Un film quindi frammentato, con degli alti e bassi non indifferenti, che tenta di raccontare disagi comuni, piccole e grandi storie che quasi mai il cinema riesce a raccontare con un realismo e una poesia che toccano corde profonde di sensibilità, che ognuno di noi troppo spesso tende a dimenticare. Un film a tratti amaro (l’episodio di Spike Lee è di una crudezza che non lascia scampo), a tratti divertente (certe scene del film di Kusturica sono davvero spassose) e a tratti dal sapore quasi documentaristico (il film di Katia Lund sembra quasi girato in presa diretta per la naturalezza dei due piccoli interpreti veramente convincenti) con la canzone portante del progetto "Teach me again", scritta e prodotta dalla nostra Elisa e interpretato da Tina Turner ed Elisa stessa.

Tecnicamente molto vario, ne risulta un quadro desolante ma sincero nel descriverci un’infanzia per certi versi senza futuro ma che racchiude in sé (nel gesto di rottura di Tanza del primo episodio, per esempio, che si addormenta nella classe dove ha appena piazzato una bomba a orologeria) una debole speranza nella capacità spontanea di questi bambini di ricercare una giustizia e un senso di comunità più ampio e vero di quello impostato dagli adulti.

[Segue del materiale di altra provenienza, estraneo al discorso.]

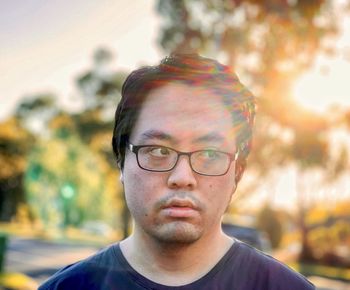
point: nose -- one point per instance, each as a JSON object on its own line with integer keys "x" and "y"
{"x": 182, "y": 176}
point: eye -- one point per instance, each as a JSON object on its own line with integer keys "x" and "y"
{"x": 159, "y": 151}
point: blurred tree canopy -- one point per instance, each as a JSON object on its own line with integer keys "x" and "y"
{"x": 63, "y": 159}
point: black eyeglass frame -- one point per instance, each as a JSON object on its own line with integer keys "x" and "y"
{"x": 135, "y": 149}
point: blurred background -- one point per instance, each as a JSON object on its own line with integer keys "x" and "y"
{"x": 62, "y": 65}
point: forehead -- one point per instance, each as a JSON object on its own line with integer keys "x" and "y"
{"x": 184, "y": 112}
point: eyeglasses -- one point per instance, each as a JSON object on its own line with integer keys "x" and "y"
{"x": 161, "y": 159}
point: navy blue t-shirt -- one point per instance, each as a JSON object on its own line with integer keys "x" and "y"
{"x": 242, "y": 268}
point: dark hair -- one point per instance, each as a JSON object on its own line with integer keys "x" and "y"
{"x": 193, "y": 70}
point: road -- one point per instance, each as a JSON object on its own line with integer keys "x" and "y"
{"x": 40, "y": 259}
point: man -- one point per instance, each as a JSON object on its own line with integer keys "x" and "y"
{"x": 182, "y": 135}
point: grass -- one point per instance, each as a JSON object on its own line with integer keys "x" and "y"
{"x": 17, "y": 281}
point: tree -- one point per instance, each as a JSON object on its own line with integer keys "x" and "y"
{"x": 15, "y": 142}
{"x": 269, "y": 43}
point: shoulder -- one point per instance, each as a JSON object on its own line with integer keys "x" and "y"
{"x": 85, "y": 274}
{"x": 266, "y": 270}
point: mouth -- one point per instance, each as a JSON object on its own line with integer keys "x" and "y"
{"x": 180, "y": 208}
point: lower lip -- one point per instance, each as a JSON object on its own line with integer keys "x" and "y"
{"x": 179, "y": 212}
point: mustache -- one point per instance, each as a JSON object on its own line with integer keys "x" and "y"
{"x": 183, "y": 195}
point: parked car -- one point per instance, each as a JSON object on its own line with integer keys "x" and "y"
{"x": 249, "y": 235}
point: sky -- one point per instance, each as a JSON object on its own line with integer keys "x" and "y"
{"x": 45, "y": 45}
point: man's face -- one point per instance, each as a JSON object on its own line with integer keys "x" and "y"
{"x": 180, "y": 206}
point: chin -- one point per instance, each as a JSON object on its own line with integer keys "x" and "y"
{"x": 177, "y": 233}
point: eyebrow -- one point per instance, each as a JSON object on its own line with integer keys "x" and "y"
{"x": 162, "y": 136}
{"x": 210, "y": 137}
{"x": 155, "y": 134}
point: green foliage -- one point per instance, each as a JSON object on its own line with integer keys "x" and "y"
{"x": 65, "y": 183}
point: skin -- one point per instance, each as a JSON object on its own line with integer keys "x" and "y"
{"x": 178, "y": 214}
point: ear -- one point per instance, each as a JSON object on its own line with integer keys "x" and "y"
{"x": 240, "y": 167}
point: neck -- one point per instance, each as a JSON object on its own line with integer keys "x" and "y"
{"x": 174, "y": 264}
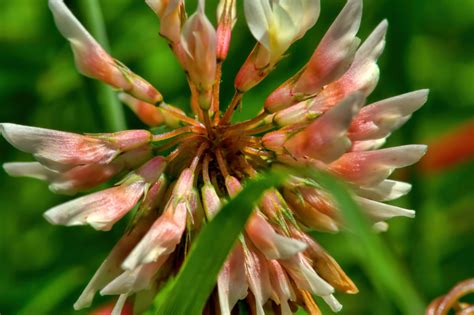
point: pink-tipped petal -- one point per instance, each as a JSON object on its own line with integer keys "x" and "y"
{"x": 53, "y": 147}
{"x": 385, "y": 191}
{"x": 111, "y": 267}
{"x": 335, "y": 52}
{"x": 131, "y": 281}
{"x": 378, "y": 120}
{"x": 362, "y": 76}
{"x": 326, "y": 138}
{"x": 282, "y": 287}
{"x": 199, "y": 42}
{"x": 258, "y": 278}
{"x": 169, "y": 12}
{"x": 93, "y": 61}
{"x": 29, "y": 169}
{"x": 271, "y": 244}
{"x": 331, "y": 59}
{"x": 305, "y": 277}
{"x": 368, "y": 168}
{"x": 160, "y": 240}
{"x": 231, "y": 282}
{"x": 379, "y": 211}
{"x": 101, "y": 209}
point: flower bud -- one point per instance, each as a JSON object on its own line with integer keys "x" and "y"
{"x": 227, "y": 16}
{"x": 331, "y": 59}
{"x": 276, "y": 26}
{"x": 199, "y": 42}
{"x": 171, "y": 13}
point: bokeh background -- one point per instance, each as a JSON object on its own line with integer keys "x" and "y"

Un film che forse non smuoverà di una virgola la sensibilità collettiva degli spettatori, ma un film doveroso che andava fatto, fosse solo per ricordarci ancora una volta che, al di là della facile retorica, volenti o no, siamo stati tutti bambini.
E un bambino che ha passato un’infanzia serena sarà domani un uomo migliore per sè e per la società che lo adotterà. Va da sé, che se la società in cui viviamo non ci soddisfa e ci sembra ingiusta e crudele, la colpa ricade ANCHE sull’infanzia tormentata e ingiusta che molti, troppi di noi adulti, hanno subìto negli anni passati e che non hanno saputo superare nel migliore dei modi.

Ci sarebbe ancora da chiedersi: è questa una società modellata sulle esigenze dei più piccoli? Chi si prende cura dello sviluppo psico-fisico dei piccoli uomini di domani? Spetta unicamente alla famiglia questo compito o spetterebbe maggiormente a una società che vorrebbe davvero chiamarsi civile? Cosa fare per crescere bambini (e quindi giovani che diventeranno adulti) equilibrati, psicologicamente in armonia con se stessi e preparati al mondo brutto che li circonda?

Lascio a voi le risposte o l’analisi a queste domande che il film non pone direttamente ma che lascia aperte parecchie porte che andrebbero socchiuse con la delicatezza e l’umanità necessaria in questi casi.